Auf Grund aktueller Statistiken bezüglich dieses Themas, kommt das Buch von Hera Lind meiner Meinung nach genau zu richtigen Zeit um dem Leser und auch der Gesellschaft zu zeige, dass es so nicht mehr weitergehen kann ja überhaupt gar nicht so weitergehen darf.
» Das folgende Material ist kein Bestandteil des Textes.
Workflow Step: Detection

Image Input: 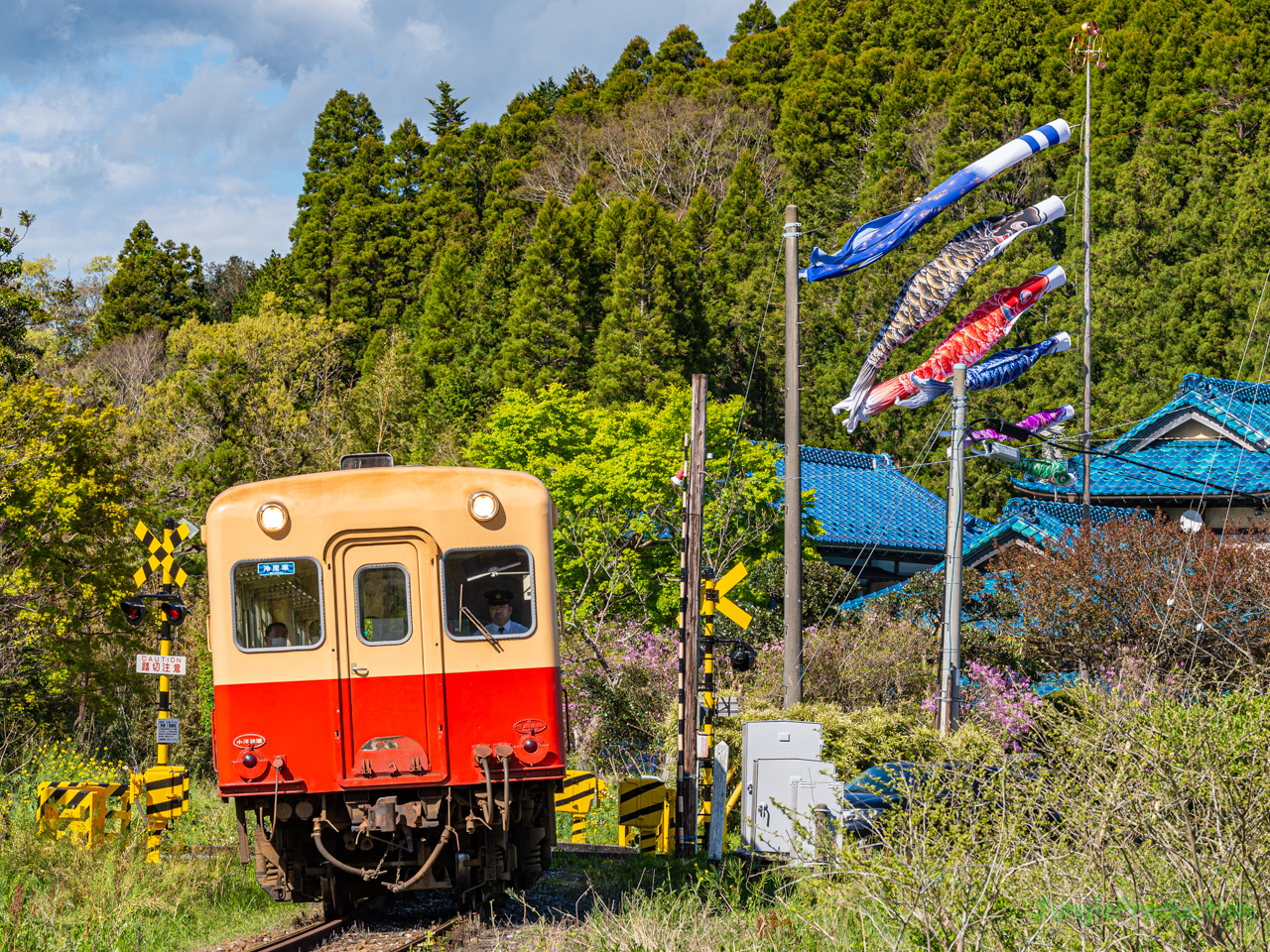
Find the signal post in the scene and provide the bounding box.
[119,517,198,863]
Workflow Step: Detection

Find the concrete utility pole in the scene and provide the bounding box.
[785,204,803,708]
[676,373,708,856]
[939,363,969,734]
[1080,56,1093,523]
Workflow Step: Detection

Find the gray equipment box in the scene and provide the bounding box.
[742,758,842,860]
[740,721,833,849]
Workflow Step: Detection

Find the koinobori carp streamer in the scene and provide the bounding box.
[833,264,1067,430]
[844,195,1067,430]
[959,404,1076,445]
[899,330,1072,410]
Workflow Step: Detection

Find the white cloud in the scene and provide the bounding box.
[0,0,788,263]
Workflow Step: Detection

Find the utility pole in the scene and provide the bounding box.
[785,204,803,708]
[939,363,969,734]
[1071,20,1105,523]
[675,373,708,856]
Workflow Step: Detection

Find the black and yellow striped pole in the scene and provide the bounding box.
[155,516,177,767]
[698,568,718,843]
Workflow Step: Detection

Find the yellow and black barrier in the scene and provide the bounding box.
[37,767,190,863]
[136,765,190,863]
[37,776,137,847]
[617,776,675,853]
[557,771,608,843]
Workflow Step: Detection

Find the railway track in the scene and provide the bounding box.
[249,911,464,952]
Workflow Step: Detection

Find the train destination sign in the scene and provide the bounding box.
[137,654,186,680]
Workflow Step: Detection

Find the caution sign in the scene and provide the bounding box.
[137,654,186,674]
[155,717,181,744]
[132,520,198,589]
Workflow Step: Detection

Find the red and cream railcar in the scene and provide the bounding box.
[204,461,564,914]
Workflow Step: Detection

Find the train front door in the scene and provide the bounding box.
[334,534,447,788]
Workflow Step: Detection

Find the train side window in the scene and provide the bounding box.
[441,545,537,641]
[232,558,323,652]
[357,565,410,645]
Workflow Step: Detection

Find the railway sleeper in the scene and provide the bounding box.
[235,780,555,916]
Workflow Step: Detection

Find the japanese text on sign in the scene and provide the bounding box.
[156,717,181,744]
[137,654,186,674]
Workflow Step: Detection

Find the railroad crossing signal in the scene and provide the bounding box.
[132,520,198,589]
[701,562,754,631]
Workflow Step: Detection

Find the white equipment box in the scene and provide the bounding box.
[743,759,842,861]
[740,721,834,849]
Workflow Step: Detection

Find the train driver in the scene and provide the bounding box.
[264,622,290,648]
[485,589,528,635]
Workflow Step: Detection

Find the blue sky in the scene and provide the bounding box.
[0,0,789,277]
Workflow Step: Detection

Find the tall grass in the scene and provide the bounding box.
[537,679,1270,952]
[0,744,306,952]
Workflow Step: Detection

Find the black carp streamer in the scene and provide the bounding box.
[847,195,1067,429]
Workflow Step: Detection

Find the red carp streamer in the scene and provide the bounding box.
[833,264,1067,431]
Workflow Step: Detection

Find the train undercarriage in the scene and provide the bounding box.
[235,780,558,917]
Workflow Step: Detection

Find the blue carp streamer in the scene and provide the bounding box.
[799,119,1072,281]
[899,330,1072,410]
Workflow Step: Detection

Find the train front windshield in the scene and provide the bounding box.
[234,558,322,652]
[442,545,536,640]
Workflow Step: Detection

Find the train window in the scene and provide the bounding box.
[357,565,410,645]
[441,545,537,641]
[234,558,322,652]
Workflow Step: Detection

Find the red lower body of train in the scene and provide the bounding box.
[213,667,564,916]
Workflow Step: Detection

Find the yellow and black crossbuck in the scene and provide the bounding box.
[132,520,198,589]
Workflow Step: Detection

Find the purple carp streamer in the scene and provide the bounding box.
[844,195,1067,430]
[899,330,1072,410]
[959,404,1076,445]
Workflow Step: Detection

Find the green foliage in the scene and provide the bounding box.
[0,380,139,730]
[0,212,40,380]
[727,0,776,44]
[425,80,472,139]
[96,221,209,343]
[468,384,781,631]
[132,301,348,518]
[718,702,1002,780]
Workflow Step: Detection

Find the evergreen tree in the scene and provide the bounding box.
[425,80,467,141]
[608,37,653,82]
[495,194,586,391]
[0,212,40,380]
[653,23,710,76]
[96,221,210,343]
[727,0,776,44]
[590,193,689,403]
[330,139,391,345]
[291,89,384,307]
Grausam genug ist es, was Sara widerfahren ist, doch auch der Verlauf der Geschichte und das Sara sich traut, sich zu wehren machen zwar einerseits Mut, zeigt aber auch wie schnell dieses „sich wehren“ nach hinten los gehen kann und das eigentliche „Opfer“ plötzlich kein Opfer mehr ist. (An dieser Stelle würde ich gerne noch ausführlicher meine Gedanken zu schreiben, könnte dies aber nicht ohne zu Spoilern, was ich natürlich auch auf keinen Fall möchte)

Fazit:
Ein schockierender Tatsachenroman, der schonungslos und ohne Verschleierung das Leben der jungen Sara von ihrer Kindheit bis zu der Zeit als sie selbst schon Mutter ist und doch immer noch unter der Gewalttaten ihres Vaters leidet. Dieses Buch rüttelt wach und zeigt, so geht es einfach nicht weiter. Ein Buch, welches man meiner Meinung nach unbedingt lesen sollte.